損害保険会社の仕事、業務内容

リスクに備える「損害保険」

損害保険会社が取り扱う「損害保険」とは、毎日の生活や仕事のなかで起こりうる「事故」や「災害」「盗難」などのさまざまなトラブルやリスクに対して日頃から備えておくことを目的として作られたものです。

保障内容や保険料は商品によってそれぞれ異なりますが、「あらかじめ保障の対象や範囲を決めて保険料を払い込み、契約期間内に起きた損害に対して保険会社が保険金を支払う」という基本的な仕組みはどれも同じです。

昔は海上輸送や火災に対する損害保険が主流でしたが、時代の流れとともに自動車保険の契約数が急増し、東日本大震災や熊本地震のあとには地震保険も大きな注目を浴びるようになっています。

「営業部門」と「業務部門」

それでは、損害保険を取り扱う損害保険会社の社員は、どのような仕事をしているのでしょうか。

まず、多くの人がイメージしやすいのは「営業部門」ではないでしょうか。

損害保険会社における営業の仕事の幅は広く、企業や団体を相手とした法人営業から個人向けの営業、さらには保険商品の販売をしている代理店に対する教育やサポートも行います。

自社の商品への深い知識や顧客のニーズを聞き出すコミュニケーション能力がなければ務まらない仕事であり、損害保険会社の存在を支えるうえで非常に重要な役割を担っています。

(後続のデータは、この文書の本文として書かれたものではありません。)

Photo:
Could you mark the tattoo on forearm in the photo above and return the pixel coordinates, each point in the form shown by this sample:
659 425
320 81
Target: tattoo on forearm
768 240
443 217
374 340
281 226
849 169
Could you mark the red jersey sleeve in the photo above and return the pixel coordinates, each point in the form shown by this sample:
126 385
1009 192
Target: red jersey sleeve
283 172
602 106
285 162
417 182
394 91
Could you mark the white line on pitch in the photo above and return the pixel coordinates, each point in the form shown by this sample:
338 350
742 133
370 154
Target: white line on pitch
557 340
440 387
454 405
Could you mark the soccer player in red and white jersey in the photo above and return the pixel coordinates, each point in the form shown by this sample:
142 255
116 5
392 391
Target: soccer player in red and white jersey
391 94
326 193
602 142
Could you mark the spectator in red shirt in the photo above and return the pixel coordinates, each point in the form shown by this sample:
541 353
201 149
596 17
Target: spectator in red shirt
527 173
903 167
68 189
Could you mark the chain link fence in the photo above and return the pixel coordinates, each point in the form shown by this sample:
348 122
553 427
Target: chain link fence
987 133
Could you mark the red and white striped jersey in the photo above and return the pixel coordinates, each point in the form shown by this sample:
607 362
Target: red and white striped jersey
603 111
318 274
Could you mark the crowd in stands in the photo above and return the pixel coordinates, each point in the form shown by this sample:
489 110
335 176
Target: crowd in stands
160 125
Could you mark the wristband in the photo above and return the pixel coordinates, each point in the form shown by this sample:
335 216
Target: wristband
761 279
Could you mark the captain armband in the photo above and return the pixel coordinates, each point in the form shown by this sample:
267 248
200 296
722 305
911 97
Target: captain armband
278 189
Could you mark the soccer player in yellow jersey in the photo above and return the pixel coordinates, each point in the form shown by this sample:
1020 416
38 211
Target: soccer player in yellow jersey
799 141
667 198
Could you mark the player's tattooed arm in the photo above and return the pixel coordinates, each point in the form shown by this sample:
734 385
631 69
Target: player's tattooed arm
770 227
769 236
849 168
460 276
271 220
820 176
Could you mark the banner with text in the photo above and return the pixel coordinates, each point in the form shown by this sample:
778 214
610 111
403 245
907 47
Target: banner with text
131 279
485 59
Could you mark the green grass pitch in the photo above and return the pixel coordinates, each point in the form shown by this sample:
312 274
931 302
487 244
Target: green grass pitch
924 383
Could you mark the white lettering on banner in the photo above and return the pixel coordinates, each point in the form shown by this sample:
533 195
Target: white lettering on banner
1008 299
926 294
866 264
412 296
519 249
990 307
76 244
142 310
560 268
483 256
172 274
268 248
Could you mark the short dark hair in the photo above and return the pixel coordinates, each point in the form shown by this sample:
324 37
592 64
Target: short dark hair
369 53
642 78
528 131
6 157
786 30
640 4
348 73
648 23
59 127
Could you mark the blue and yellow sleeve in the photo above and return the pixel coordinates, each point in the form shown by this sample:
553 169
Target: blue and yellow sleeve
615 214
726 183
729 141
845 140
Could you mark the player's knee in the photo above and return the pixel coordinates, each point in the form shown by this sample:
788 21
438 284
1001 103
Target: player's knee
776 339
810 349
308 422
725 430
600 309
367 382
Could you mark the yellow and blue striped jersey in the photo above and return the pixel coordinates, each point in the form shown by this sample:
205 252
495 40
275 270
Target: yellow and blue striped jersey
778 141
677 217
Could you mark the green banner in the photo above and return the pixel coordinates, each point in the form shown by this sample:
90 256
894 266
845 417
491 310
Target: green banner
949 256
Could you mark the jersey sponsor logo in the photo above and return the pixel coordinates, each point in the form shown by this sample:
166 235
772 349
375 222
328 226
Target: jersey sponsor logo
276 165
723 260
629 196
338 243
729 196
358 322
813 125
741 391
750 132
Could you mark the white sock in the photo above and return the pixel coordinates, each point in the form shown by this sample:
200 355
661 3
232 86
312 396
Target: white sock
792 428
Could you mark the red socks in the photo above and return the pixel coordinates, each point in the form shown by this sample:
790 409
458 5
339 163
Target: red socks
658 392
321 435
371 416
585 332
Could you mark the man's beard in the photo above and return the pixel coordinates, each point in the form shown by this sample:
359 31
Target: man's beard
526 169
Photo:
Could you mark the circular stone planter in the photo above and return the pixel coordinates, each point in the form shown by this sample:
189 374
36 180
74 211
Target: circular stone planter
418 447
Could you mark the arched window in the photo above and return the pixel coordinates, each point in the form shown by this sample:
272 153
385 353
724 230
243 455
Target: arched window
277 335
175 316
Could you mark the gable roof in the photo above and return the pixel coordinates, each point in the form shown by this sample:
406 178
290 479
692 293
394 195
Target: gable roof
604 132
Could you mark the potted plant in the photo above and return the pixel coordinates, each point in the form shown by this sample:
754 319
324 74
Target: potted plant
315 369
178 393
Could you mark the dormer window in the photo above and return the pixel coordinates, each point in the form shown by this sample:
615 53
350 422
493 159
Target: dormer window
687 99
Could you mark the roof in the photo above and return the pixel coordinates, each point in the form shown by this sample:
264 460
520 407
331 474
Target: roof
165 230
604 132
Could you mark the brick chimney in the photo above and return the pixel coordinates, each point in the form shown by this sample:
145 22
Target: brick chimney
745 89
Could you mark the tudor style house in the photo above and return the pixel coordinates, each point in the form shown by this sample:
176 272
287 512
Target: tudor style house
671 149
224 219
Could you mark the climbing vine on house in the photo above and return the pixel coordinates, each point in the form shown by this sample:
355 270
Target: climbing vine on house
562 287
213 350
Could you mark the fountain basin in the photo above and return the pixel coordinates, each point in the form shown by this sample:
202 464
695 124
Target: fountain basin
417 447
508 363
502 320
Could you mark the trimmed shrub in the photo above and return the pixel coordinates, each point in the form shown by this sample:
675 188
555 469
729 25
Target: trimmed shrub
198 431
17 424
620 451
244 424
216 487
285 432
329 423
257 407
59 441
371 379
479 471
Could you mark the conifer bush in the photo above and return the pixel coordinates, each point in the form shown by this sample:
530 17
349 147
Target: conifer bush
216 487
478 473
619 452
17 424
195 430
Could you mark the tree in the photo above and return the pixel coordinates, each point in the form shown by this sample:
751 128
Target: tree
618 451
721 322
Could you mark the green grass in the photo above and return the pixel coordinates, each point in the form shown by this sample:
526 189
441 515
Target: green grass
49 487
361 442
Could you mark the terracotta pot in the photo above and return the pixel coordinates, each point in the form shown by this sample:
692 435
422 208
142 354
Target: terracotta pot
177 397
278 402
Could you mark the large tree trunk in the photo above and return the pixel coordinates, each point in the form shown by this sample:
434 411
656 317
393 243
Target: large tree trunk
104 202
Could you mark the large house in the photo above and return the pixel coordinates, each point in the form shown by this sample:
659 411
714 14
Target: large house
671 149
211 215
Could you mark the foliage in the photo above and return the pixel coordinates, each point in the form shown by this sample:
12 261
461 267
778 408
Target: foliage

この営業部門に対して、顧客がいざ保険商品を使おうというときに重要なサポート役となるのが「業務部門」の仕事となります。

具体的にいうと、顧客が事故や災害などで保険の請求をしてきた際に査定を行う損害調査の仕事や、事故の相手との交渉をサポートする仕事、保険金支払いの手続きをする仕事などがあります。

さらなるサービスの充実のために

新たな保険商品を開発する商品企画部門というのもあります。

顧客のニーズを調査・分析しながら新しい商品を考案したり、すでにある商品の内容を見直す改定業務を行ったりするのが仕事です。

損害保険というのは時代の流れとともに求められる内容が変わります。

流通する自動車の性能が変われば事故の発生率やパターンも変わりますし、地震や津波などの災害への備えに対する世間の考え方も常に変化していくものです。

これからの時代にふさわしい内容にするためにも、商品企画部門は重要な役割を担っているといえるでしょう。

損害保険会社では、こうした部門以外にも、資産運用を担当する部門や国際的な市場を開拓する部門など、さまざまな部署のスタッフが連携しながら働いています。